On June 12, 2025, the National Assembly issued Resolution No. 202/2025/QH15 Regarding the reorganization of provincial-level administrative units (resolution effective from June 12, 2025). Accordingly, the province of Bạc Liêu will be merged into the province of Cà Mau.

June 16, 2025:
- The National Assembly issued Resolution No. 203/2025/QH15 regarding the amendment and supplementation of certain articles of the Constitution of the Socialist Republic of Vietnam. Accordingly, the operation of district-level administrative units nationwide will end from July 1, 2025.
- The Standing Committee of the National Assembly issued Resolution No. 1655/NQ-UBTVQH15 regarding the arrangement of commune-level administrative units of Cà Mau province in 2025 (resolution effective from June 16, 2025). Accordingly, An Xuyên ward is established in Cà Mau province based on the entire 3.7 km² natural area, with a population of 16,081 people.
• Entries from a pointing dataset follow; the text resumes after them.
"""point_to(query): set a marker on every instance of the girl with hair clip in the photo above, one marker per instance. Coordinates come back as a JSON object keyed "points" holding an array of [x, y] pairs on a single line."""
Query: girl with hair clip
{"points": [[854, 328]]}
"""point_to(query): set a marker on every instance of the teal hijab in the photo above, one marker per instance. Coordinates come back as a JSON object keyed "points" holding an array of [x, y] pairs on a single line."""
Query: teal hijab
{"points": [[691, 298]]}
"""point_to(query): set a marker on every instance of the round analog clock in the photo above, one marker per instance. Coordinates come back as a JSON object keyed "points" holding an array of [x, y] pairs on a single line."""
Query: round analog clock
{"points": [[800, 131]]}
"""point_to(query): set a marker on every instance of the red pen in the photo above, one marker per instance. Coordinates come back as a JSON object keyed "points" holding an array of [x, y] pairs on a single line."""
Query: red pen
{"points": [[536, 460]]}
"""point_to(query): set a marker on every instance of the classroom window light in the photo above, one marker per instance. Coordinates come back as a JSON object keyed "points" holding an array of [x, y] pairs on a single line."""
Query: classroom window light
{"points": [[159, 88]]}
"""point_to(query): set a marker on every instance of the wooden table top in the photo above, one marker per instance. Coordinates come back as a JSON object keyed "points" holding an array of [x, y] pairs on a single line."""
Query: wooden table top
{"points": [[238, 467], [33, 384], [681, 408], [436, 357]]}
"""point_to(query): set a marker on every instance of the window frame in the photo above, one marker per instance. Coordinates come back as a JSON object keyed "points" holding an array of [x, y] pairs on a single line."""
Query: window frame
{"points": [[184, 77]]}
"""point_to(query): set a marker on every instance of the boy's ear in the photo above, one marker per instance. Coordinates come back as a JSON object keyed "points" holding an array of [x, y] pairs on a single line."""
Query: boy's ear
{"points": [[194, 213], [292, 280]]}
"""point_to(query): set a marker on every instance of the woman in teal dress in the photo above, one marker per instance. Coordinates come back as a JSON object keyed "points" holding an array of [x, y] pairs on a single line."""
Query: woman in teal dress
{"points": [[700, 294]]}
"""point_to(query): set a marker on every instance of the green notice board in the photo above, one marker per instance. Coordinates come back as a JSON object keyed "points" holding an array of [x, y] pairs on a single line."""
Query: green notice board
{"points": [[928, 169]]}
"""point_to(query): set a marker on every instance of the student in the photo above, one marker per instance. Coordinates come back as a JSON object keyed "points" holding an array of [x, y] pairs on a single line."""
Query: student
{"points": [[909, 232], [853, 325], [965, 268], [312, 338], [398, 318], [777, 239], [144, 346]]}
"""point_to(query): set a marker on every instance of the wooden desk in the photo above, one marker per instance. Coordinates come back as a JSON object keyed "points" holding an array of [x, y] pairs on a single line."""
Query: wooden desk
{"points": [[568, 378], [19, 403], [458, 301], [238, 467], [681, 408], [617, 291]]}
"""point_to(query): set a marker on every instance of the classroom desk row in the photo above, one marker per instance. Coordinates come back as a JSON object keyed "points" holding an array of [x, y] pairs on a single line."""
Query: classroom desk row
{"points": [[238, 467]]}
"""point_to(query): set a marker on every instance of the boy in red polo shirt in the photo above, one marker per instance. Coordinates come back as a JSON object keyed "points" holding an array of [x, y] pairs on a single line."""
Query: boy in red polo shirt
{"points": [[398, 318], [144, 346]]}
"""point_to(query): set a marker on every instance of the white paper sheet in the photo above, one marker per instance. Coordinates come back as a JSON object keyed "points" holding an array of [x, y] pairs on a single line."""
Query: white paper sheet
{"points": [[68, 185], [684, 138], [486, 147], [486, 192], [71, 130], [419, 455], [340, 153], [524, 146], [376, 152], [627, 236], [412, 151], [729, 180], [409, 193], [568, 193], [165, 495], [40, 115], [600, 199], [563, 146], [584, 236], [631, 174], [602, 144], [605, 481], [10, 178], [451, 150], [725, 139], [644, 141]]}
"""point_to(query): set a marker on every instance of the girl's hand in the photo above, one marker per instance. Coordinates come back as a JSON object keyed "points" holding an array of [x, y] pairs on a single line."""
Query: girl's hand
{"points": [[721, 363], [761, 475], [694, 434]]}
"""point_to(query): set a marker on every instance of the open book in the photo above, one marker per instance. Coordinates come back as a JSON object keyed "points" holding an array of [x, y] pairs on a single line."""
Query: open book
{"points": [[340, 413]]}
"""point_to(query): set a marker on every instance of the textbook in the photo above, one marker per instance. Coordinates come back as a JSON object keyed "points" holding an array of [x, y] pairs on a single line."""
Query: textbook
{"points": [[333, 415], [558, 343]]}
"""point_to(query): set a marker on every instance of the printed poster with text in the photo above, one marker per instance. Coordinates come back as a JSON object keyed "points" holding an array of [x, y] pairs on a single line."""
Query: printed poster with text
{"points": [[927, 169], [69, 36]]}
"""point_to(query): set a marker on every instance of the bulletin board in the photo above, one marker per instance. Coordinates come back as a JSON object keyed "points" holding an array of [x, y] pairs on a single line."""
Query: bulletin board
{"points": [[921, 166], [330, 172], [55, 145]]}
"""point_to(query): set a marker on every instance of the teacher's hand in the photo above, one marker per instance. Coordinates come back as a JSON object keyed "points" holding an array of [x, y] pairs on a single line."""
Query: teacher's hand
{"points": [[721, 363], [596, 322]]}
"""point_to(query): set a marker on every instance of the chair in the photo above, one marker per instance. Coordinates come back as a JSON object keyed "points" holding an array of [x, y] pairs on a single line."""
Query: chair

Ward 1; The entire 2.4 km² natural area and population of 21,785 people of Ward 2; the entire 6.5 km² natural area and population of 16,515 people of Ward 9; the entire 20.7 km² natural area and population of 10,103 people of Tân Xuyên Ward; and the entire 36.6 km² natural area and population of 16,819 people of An Xuyên Commune, all belonging to Cà Mau City.

An Xuyên Ward has a natural area of 69.9 km² and a population of 81,303 people.